A token efficient vision framework using patch residual transformer for Alzheimer's disease diagnosis.
Authors
Affiliations (6)
Affiliations (6)
- School of Computer Engineering and Science, Shanghai University, Shanghai, China.
- Department of Health Technology and Informatics, The Hong Kong Polytechnic University, Hong Kong, China.
- Department of Biomedical Engineering, The Hong Kong Polytechnic University, Hong Kong, China.
- Department of Health Technology and Informatics, The Hong Kong Polytechnic University, Hong Kong, China. [email protected].
- Department of Biomedical Engineering, Johns Hopkins University, Baltimore, USA. [email protected].
- Mental Health Research Centre, The Hong Kong Polytechnic University, Hong Kong, China. [email protected].
Abstract
Alzheimer's disease (AD) is a progressive neurodegenerative disorder, and early diagnosis using structural magnetic resonance imaging (sMRI) is crucial for timely intervention.

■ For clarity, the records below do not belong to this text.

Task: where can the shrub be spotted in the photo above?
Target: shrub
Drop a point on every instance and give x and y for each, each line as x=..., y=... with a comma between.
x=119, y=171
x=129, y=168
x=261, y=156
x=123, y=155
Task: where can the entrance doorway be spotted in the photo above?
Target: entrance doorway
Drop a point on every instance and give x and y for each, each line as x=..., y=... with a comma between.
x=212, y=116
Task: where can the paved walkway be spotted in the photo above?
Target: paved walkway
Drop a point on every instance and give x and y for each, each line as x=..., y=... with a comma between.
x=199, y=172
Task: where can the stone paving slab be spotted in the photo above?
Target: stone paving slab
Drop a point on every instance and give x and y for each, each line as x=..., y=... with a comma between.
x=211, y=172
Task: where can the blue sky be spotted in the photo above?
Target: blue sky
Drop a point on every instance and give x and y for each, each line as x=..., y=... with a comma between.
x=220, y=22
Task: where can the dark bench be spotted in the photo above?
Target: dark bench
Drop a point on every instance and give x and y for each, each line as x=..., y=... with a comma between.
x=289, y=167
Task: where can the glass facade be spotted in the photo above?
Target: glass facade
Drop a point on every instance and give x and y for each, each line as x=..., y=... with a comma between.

Recently, the Vision Transformer (ViT) has been applied to sMRI-based AD diagnosis, but it often struggles with information redundancy when handling high-dimensional data, leading to focus loss and missed critical features. To address this, we proposed a Patch Residual Transformer (PRT)-a token-efficient vision framework designed for AD diagnosis and the prediction of mild cognitive impairment (MCI) conversion (i.e., stable MCI vs. progressive MCI). The PRT model partitions sMRI into patches and incorporates a novel Patch Residual Block (PRB), which includes two key components: Top-K patch selection and linear stitch patch token fusion (LSPTF). Top-K component meticulously assesses and ranks patches to identify the most crucial ones for AD diagnosis and MCI conversion prediction. The LSPTF employs retention and linear stitch strategies that enable ViT to concentrate on the most critical regions, thereby avoiding focus loss, achieving patch diversification, optimizing model performance, and accelerating training. We validated our method on two large-scale datasets, Alzheimer's Disease Neuroimaging Initiative (ADNI) and Open Access Series of Imaging Studies-3 (OASIS-3). Our results demonstrate that PRT outperforms existing slice-, patch-, ROI-, and subject-level approaches in both AD diagnosis and MCI conversion prediction. Additionally, the model demonstrates strong generalization and robust salience map consistency across datasets.